So yesterday I was finally able to pick up my Windows Phone 7 phone. As I posted recently, Avanade Netherlands was the first company within the Netherlands to integrally move to this new mobile OS.
Avanade Netherlands has chosen the HTC Trophy 7 to be the first phone 7 phone for all employees. There are more models, but we will have to do with this one for now. And what a phone!
Obviously, we as a Microsoft consulting company are a bit biassed towards anything that comes from Microsoft, but also as real techies one of the more critical consumers. Because many of the services are not available in the Netherlands for the time being, we have pulled some tricks to be able to use the US based services, like the Marketplace, Zune and Bing.
I have to hand it to Redmond; they have outperformed themselves with this first release of this new OS. Yes, features are missing (like the most blogged tethering and copy and paste), but the overall experience I had when switching on the phone was WOW. Initial setup only took a minute (with some preparation like a US based live ID), but after that, all worked pretty smooth.

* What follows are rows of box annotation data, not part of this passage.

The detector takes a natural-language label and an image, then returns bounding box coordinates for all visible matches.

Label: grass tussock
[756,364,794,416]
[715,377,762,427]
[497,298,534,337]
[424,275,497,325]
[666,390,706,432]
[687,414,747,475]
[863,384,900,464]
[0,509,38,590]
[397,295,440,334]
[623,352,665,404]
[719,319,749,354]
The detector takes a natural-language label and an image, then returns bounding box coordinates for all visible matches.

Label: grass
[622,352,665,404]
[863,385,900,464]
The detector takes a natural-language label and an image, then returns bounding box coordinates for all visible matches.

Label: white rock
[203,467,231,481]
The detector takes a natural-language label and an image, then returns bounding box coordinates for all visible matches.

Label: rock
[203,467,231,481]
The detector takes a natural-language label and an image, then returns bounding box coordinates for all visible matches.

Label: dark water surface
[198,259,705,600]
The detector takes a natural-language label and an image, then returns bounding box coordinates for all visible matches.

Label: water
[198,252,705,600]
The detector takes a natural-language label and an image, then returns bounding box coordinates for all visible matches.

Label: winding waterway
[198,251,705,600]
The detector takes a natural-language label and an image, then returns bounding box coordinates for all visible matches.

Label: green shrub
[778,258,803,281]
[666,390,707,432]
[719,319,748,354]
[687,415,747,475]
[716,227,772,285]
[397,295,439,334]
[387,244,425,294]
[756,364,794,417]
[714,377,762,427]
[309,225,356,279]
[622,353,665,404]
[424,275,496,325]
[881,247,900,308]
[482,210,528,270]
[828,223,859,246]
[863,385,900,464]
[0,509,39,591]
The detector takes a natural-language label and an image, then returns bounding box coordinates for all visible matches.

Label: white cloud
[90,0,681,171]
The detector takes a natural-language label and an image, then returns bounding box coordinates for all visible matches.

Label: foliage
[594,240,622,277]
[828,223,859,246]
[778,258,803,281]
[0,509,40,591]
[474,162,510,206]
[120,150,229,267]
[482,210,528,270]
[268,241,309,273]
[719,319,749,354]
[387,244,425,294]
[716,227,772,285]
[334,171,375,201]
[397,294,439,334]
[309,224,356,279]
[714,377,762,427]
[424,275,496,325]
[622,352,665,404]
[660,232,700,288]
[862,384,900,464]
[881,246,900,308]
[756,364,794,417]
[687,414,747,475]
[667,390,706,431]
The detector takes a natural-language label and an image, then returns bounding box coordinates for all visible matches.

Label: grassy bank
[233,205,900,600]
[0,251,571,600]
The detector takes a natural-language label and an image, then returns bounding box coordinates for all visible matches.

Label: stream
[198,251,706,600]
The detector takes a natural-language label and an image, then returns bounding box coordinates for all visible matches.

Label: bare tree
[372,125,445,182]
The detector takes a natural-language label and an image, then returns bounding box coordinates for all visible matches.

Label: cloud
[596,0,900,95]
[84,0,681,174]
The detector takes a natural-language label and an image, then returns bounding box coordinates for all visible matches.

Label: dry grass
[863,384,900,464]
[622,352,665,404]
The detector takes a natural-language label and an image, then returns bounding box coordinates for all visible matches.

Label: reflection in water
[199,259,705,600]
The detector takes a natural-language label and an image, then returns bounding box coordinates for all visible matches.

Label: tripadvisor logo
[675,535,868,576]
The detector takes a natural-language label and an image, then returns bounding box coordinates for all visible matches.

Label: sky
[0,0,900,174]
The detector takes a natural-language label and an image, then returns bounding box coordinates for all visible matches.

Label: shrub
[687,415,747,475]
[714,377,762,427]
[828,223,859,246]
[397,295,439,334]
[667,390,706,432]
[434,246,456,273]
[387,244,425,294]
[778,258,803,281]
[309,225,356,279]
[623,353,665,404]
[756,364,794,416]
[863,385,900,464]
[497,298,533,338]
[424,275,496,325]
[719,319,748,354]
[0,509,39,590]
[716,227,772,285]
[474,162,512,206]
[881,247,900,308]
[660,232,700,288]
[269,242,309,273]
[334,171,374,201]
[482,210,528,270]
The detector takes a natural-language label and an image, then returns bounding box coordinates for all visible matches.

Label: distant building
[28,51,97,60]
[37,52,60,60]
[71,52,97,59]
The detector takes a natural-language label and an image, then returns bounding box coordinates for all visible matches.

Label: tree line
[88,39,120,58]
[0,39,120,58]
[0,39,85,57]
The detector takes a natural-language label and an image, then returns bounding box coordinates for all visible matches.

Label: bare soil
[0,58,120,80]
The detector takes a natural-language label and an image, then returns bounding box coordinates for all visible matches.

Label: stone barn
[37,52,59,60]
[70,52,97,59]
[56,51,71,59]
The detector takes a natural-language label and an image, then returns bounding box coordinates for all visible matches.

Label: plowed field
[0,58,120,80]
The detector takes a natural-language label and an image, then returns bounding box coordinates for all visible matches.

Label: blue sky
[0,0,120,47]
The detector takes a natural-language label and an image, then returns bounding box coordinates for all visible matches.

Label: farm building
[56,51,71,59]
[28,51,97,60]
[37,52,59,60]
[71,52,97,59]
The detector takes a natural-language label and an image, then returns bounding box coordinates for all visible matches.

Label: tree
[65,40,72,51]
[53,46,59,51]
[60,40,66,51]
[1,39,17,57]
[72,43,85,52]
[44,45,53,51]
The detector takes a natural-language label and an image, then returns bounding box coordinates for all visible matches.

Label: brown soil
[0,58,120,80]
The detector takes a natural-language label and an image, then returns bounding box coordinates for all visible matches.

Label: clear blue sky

What first hit me was the speed. The phone is fast. Did I say it was fast? I mean it was fast! No lag experienced at any time. Secondly, the mail interface is great. It connected to my company exchange server without a problem and synchronized all mail, contacts and agenda items really fast. The Peoples Hub also picked up on their Facebook and Twitter accounts and this integration is pretty awesome.
Started the marketplace and the number of apps is reasonable. Yes, it does not have the amount of apps that the AppStore or Android market have to offer, but quantity does not tell the whole story. Like with the AppStore, there are 300.000 apps of which you do not want to have 298.567 on your phone. They are crap. In time, I am guessing this will also be valid for the marketplace, but for now, there are already pretty useful apps in the store, even when you’re residing in the Netherlands. The Dutch marketplace is not expected until summer 2011. Facebook, Twitter, Nu.nl, IMDB and many more are there.
The Metro interface looks crisp and finally something different. Most of the phones features are that intuitive that even my youngest daughter could use it (well, matter of speaking, she’s 6).
The best part for me came from the Zune integration. I never used the Zune software, as the Zune and the Zune marketplace never made it to the Netherlands, but man, that’s a quality piece of software. The Zune client software is used like the iTunes for the iPhone. It can synchronize content to your phone and delivers the updates. Syncing music on the phone was as easy as drawing an album from the collection and drop it on the phone. I did not even know where that album was stored on my home network. The phone (or maybe the zune software) than captures all the folder and album images for that particular album, much like XBMC does it. But once on the phone, selecting an artist also delivers more content related to that artist, without me loading anything on the phone. Pretty cool.
I also created an XBox Live account, although I have am XBox 360 for years already (besides the XBox 1 and Wii), but never played online. Games from the marketplace looked cool and I downloaded the Bejeweled game right away (much obligated to do so ;-)). But also a game like the Sims 3 is available.
Downsides to the phone are already known and most will be covered in a next update shortly, like the tethering and the copy and paste. Other things that I found missing was the smart dialing for example. So just start typing the name on the phone pad where it also filters the contact list. You can use the search integration, but the smart dialing was faster. Also like not being able to put on custom apps (well, at least not until I unlock it) and the Dutch language support. But all that are just minor things that will be corrected shortly.
I think the Windows Phone 7 is very well positioned to take its fair share in the market among the smartphones. For me, it is very promising.